Tiered Cache

Caching by the Rate of Change

There is a standard piece of advice for prompt caching: put stable content first, dynamic content last. The reasoning is simple — cache keys are computed from the beginning of the prompt, so anything that changes early invalidates everything that follows.

This is good advice. It doesn't tell you how many layers to use, or why.


Lantelle system prompts are composed of several distinct sections. There is the platform layer — instructions about how the product works, what a Presence is, how the Narrative accumulates. There is the persona layer — who this particular Presence is, how she speaks, what her world looks like. And there is the context layer — accumulated memory, recent events, things that have happened between the Presence and the Dweller, the person who returns to her.

These sections change at very different rates.

Layer Changes when
platform The product itself changes — rarely
persona A Presence is deliberately edited — rarely
context The relationship grows — once or twice a day

The standard advice handles this partially. Stable content first means platform and persona come before context. And that helps. But treated as a single string, the entire prompt shares one cache entry. When context updates — as it does, regularly, because that is the point — the cache is invalidated from that point forward. Platform and persona are re-uploaded at write cost, even though nothing about them has changed.

The cache doesn't know that only the bottom changed.


Tiered Cache gives it that information.

Instead of a single concatenated string, the system prompt is split into independently cacheable blocks, each with its own cache breakpoint:

[ platform ]  ← cache breakpoint  (changes rarely)
[ persona ]   ← cache breakpoint  (changes rarely)
[ context ]   ← no breakpoint     (last block; changes most often)

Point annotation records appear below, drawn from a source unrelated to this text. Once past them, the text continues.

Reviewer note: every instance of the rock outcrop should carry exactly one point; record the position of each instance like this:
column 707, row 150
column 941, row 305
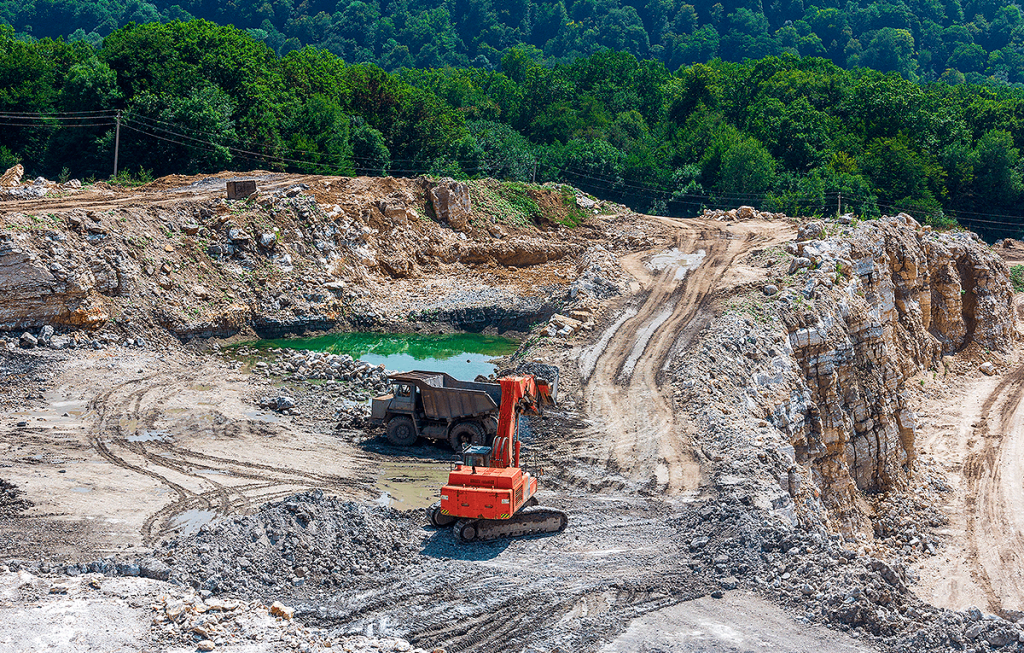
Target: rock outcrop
column 890, row 301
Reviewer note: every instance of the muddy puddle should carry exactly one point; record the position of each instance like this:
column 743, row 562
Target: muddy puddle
column 408, row 485
column 462, row 355
column 674, row 258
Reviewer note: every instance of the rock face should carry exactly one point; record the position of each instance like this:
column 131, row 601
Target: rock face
column 12, row 176
column 890, row 301
column 61, row 292
column 451, row 203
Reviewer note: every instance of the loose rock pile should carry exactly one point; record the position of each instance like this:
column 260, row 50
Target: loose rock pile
column 209, row 623
column 11, row 502
column 292, row 364
column 304, row 539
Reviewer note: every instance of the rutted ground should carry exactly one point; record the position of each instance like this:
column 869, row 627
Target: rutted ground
column 701, row 446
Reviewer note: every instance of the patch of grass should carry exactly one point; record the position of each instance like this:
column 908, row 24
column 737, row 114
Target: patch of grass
column 126, row 178
column 751, row 305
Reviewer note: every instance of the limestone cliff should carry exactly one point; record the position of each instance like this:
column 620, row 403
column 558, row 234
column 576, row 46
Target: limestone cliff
column 890, row 299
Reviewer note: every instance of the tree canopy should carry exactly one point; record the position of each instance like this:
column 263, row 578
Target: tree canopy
column 796, row 134
column 954, row 40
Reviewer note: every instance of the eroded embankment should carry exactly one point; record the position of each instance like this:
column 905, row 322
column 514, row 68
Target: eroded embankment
column 799, row 399
column 303, row 254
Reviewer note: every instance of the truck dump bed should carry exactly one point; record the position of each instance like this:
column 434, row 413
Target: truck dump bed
column 444, row 397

When context updates, the cache invalidates only from there. Platform and persona remain cache hits. The write cost is paid only for what actually changed.

The structure maps onto the natural architecture of a Presence. Some things about her are fixed — the world she lives in, the way she speaks, the texture of who she is. Other things grow — what she remembers, what has happened, what she knows about the person who keeps returning. Tiered Cache reflects that distinction in the infrastructure.


This compounds with Quietkeep, the background process that keeps caches alive between visits. Quietkeep works by triggering cache reads before the window closes. When the cache is tiered, those reads protect more — the stable layers stay warm longer, and the cost of maintaining a continuous relationship stays low.


The underlying principle is simple: cache at the rate of change, not at the rate of the whole.

A system prompt is not a monolith. Neither is a relationship. Both have layers that move at different speeds — the things that define someone, and the things that accumulate between you.